陸上競技部の歩み

昭和7、8、9年のインターハイで、前人未到の3年連続優勝を成し遂げる。 日本の近代陸上競技の発祥は「運動会」からはじまったといわれる。学習院における陸上競技の発祥も、明治23年、当時の皇太子殿下(後の大正天皇)が赤坂離宮で行った運動会であった。皇太子殿下ご自身も競技に参加されたという。その後、明治29(1896)年になって輔仁会主催の運動会が四谷の運動場で開かれた。こうした運動会がきっかけで明治32(1899)年に「徒歩部」が誕生。陸上競技部の歴史がスタートした。当時、陸上競技の分野では一高がその強さを誇っていたが、明治34(1901)年の駒場農科大の招待レースで海江田幸吉氏(明36旧高)が四百米で優勝し、学習院の活躍がはじまった。同時期、意外な人物が学習院の陸上の歴史に登場する。白樺派文学の巨頭であり、日本文学界の一時代を形成した志賀直哉(明39旧高)である。「文章の神様」と呼ばれた志賀は、意外や意外、スポーツ万能の青年で、棒高跳をはじめ、器械体操や野球などでも活躍していた。

 大正時代になると、全国陸上大会が開催されるようになり、学習院の選手も出場。第1回と2回の大会で内藤政邁氏(大5旧高)が走高跳で日本新記録を樹立して連続優勝。第3回には増田久雄氏(大7旧高)が棒高跳で、第6回と8回には伊達十郎氏(大10旧)が走高跳で優膠するなど輝かしい戦績を残した。こうして大正5(1916)年、学習院徒歩部は「競走部」と名を変えた。その後も学習院の勢いは衰えることなく、大正11(1922)年のインターミドルでは、低障害で山田義重氏(大11旧高)が優勝。宇佐川武雄、島津久大(以下大13中)、南部信雄、中村謙七(以上昭2旧高) の各氏も健闘し、全国制覇を達成した。第1回目の全国インターハイが開催されたのが大正15(1926)年。

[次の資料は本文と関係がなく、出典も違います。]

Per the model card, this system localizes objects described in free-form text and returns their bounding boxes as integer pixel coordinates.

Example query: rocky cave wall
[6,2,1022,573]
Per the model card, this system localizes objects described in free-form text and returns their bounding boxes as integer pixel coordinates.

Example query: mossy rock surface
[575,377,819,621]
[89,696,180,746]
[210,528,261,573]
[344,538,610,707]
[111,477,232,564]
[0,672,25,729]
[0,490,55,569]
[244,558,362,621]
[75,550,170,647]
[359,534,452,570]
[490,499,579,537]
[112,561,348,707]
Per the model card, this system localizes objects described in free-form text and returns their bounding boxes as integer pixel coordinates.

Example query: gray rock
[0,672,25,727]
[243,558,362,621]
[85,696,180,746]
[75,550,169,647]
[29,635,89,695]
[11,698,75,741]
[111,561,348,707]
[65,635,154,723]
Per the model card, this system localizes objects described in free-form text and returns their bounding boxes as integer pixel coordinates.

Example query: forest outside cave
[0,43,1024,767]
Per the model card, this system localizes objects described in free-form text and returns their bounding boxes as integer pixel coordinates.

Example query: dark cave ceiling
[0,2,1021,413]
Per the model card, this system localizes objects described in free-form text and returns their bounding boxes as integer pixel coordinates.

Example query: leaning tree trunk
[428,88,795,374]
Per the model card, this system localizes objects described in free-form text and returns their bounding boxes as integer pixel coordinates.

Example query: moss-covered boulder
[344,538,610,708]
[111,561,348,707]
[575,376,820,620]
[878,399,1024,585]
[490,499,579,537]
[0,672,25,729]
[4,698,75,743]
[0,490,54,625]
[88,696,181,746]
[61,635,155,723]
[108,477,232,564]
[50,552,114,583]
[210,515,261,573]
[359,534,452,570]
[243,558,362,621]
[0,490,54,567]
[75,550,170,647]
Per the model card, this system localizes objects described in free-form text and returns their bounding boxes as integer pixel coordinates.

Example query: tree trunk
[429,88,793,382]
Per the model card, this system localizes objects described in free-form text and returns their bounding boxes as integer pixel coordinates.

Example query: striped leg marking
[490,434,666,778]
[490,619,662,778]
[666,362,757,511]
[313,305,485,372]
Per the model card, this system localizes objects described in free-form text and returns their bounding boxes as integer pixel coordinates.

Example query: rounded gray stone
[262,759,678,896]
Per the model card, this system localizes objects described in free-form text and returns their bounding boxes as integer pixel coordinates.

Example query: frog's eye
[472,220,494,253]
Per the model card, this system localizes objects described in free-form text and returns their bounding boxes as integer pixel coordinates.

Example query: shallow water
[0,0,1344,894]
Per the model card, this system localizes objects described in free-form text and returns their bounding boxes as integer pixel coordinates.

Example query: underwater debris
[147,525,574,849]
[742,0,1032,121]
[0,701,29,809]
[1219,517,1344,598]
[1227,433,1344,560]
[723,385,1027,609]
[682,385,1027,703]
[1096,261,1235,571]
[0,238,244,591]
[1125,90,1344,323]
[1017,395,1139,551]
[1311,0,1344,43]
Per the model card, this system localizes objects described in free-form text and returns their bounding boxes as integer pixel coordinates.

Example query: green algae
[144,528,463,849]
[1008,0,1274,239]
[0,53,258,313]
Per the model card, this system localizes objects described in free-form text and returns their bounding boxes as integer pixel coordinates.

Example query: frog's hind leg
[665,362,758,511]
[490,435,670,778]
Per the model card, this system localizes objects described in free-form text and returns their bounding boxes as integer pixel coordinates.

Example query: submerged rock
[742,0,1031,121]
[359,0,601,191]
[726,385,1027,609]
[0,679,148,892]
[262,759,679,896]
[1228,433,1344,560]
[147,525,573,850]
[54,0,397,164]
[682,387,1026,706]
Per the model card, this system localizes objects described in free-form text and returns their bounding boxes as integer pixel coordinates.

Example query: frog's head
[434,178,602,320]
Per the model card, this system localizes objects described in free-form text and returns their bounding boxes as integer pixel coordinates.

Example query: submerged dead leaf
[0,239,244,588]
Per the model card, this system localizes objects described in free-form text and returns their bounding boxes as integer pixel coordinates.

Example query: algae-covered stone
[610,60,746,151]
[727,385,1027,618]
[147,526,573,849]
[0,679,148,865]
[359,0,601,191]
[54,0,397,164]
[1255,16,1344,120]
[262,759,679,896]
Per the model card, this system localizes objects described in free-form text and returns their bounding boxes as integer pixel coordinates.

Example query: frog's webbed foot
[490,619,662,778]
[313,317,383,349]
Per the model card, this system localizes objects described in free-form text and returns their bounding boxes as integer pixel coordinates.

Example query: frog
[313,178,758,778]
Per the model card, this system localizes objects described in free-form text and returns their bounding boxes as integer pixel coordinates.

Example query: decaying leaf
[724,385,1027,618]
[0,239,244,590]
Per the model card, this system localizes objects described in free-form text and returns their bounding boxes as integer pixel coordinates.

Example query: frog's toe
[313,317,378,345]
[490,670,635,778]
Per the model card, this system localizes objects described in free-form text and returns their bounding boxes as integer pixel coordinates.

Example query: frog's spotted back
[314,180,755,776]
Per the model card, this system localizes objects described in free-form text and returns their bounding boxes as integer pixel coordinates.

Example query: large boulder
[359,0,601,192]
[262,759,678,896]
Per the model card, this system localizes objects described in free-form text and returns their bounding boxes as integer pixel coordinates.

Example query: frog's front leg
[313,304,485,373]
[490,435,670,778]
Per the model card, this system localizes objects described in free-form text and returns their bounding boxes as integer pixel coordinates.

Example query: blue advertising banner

俊足で知られた南部信雄氏が、棒高跳で記念すべきインターハイ初優勝。会場の神宮外苑競技場には「大瀛の水」が響き渡り、桜章旗が大空に翻った。そして昭和6(1931)年、競技部の第1次黄金時代が始まった。関東インターミドルで優勝を果たした学習院中等科チームが、全国インターミドルにおいて全国制覇を成し遂げたのだ。その中心となった小池正英、山田貞夫、実吉安彦、福岡孝行(以上昭10旧高) の各氏が高等科に進み、第7回から9回の全国インターハイで不滅の三連覇を成し遂げてしまった。これは、永遠に語り継がれるべき学習院の栄光である。 三連覇の主力選手が卒業したあとも、競技部の活躍は続いた。第2次黄金時代といわれる昭和15(1940)年のインターハイの優勝だ。佐久間秀明氏(昭16旧高)をキャプテンに、森田和彦、菅原皓、山本忠良(以上昭16旧高)、山尾信一、稲田植輝、田敏夫(以上昭17旧高)の各氏が出場。総得点61点を獲得し、堂々の優勝。史上最多4回の全国制覇の記録を樹立した。学習院陸上競技部に黄金時代が再び到来するのも、そう遠い未来ではないかもしれない。